Risk management is proactive, peering around corners to identify uncertainties that may impact the ability of an organization to achieve its objectives. Crisis management is reactive, marshalling resources to respond to a risk that has already manifested and requires immediate attention. Both require senior leadership engagement to be effective, but the roles and methods can be very different. And that includes the Chief Risk Officer (CRO). If CROs are typically focused on addressing how current exposures might impact future results, what’s their role in the middle of a crisis, when a significant risk has already manifested? Many CROs have had to manage through crises, myself included, but the unprecedented nature of the current pandemic is stretching everyone into uncharted territories. The challenge (and opportunity) for CROs is to pursue actions that can add value to their enterprises, both in the immediacy of the moment and for the long-term. The following highlights two actionable considerations that cover two distinct time horizons.
Most organizations have established an all-hands-on-deck approach for their senior leadership teams to deal with the coronavirus outbreak. This is expected and appropriate. All aspects of organizational activity have been impacted, and all leaders have a role to play in dealing with the countless discrete challenges that are arising. But what about Chief Risk Officers? What should their focus be in the midst of this crisis management scenario?
When leaders are reacting in the moment, there is often little time to assess the impact of decisions being made. Given that reality, these decisions might be creating risks in the process of attempting to deal with the immediate crisis. Organizations don’t have to wait for unintended consequences of well-intended decisions to manifest before addressing these kinds of collateral risks. CROs are skilled at anticipating these very kinds of outcomes. Having them intimately involved in these discussions provides a real-time forward-looking perspective on the known (or even the seemingly unknown) implications of these directives.
In some cases, the CRO’s risk insights might inform specifics of the decisions themselves, leading to adjustments that seek to accomplish the initial objective but in a manner that doesn’t negatively impact some other part of the organization. In other scenarios, management may continue down the original path, but identify additional or alternative risk responses to decrease a vulnerability that may otherwise be created. Moreover, management’s ability to articulate the thoughtful, risk-informed process it followed in formulating its crisis response actions could also pay significant dividends in the future. Identifying risks upfront provides a record that may clarify real-time decisions to oversight or regulatory bodies in subsequent audits or investigations.
CROs bring a different lens to the crisis management table, advising their leadership colleagues on the risk-based implications of the rapid decisions leaders are being compelled to make. CROs can help anticipate unintended consequences, proactively plan for them, and maintain a record for the future — all without distracting from the immediate demands on management for timely action in the midst of the crisis.

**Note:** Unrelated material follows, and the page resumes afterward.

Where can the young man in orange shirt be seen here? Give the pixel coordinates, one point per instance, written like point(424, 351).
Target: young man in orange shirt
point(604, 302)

The second perspective uniquely suited for CROs during a crisis such as the current pandemic is to anticipate the risks that their organizations may encounter when the crisis ebbs and it is time to ramp up normal operations. The vast majority of the leadership team is almost exclusively focused on dealing with the current organizational stresses from a vantage point that may not extend beyond a few days or weeks. But someone should be anticipating the challenges that may confront these enterprises when the “all clear” is given and the competitive pressures of the business world — or mission requirements in the public sector — are suddenly subjected to circumstances they never previously encountered.
Organizations will likely face risks across the full gamut from operations to compliance to financial to human capital and even to the very essence of the enterprise. Strategies may need adjustments based on new market realities. Internal operations and even organizational culture may require modifications, trying to maintain consistency with the mission, vision, and values of the organization. Each of these realities will introduce risks that were not evident just a few weeks ago.
The truth is that “normal” operations will likely not be normal in many respects right out of the gate. Organizations will encounter all manner of obstacles in their effort to return to normalcy. In order to avoid another kind of crisis when it is time to resume operational activities, someone should be analyzing these risk areas, anticipating likely scenarios, and developing risk responses that can be deployed in a proactive, rather than reactive, mode. This responsibility is perfectly suited for the organization’s Chief Risk Officer and can be performed with limited disruption to the pressing needs of the current crisis.
Most organizations are currently in crisis mode, reacting as best they can to the unprecedented health, economic, and operational challenges associated with the coronavirus pandemic. Chief Risk Officers have a unique set of skills and perspectives to provide insights and assistance to their leadership colleagues on how to minimize negative secondary effects from crisis-driven decisions. These insights can also proactively address the kinds of unanticipated challenges that may be farther down the road. These views might otherwise be missed in the midst of the crisis. CROs should seek to fill these gaps and do what they always do, seek to enhance their organization’s ability to achieve its strategic objectives, both during the immediate crisis and far beyond.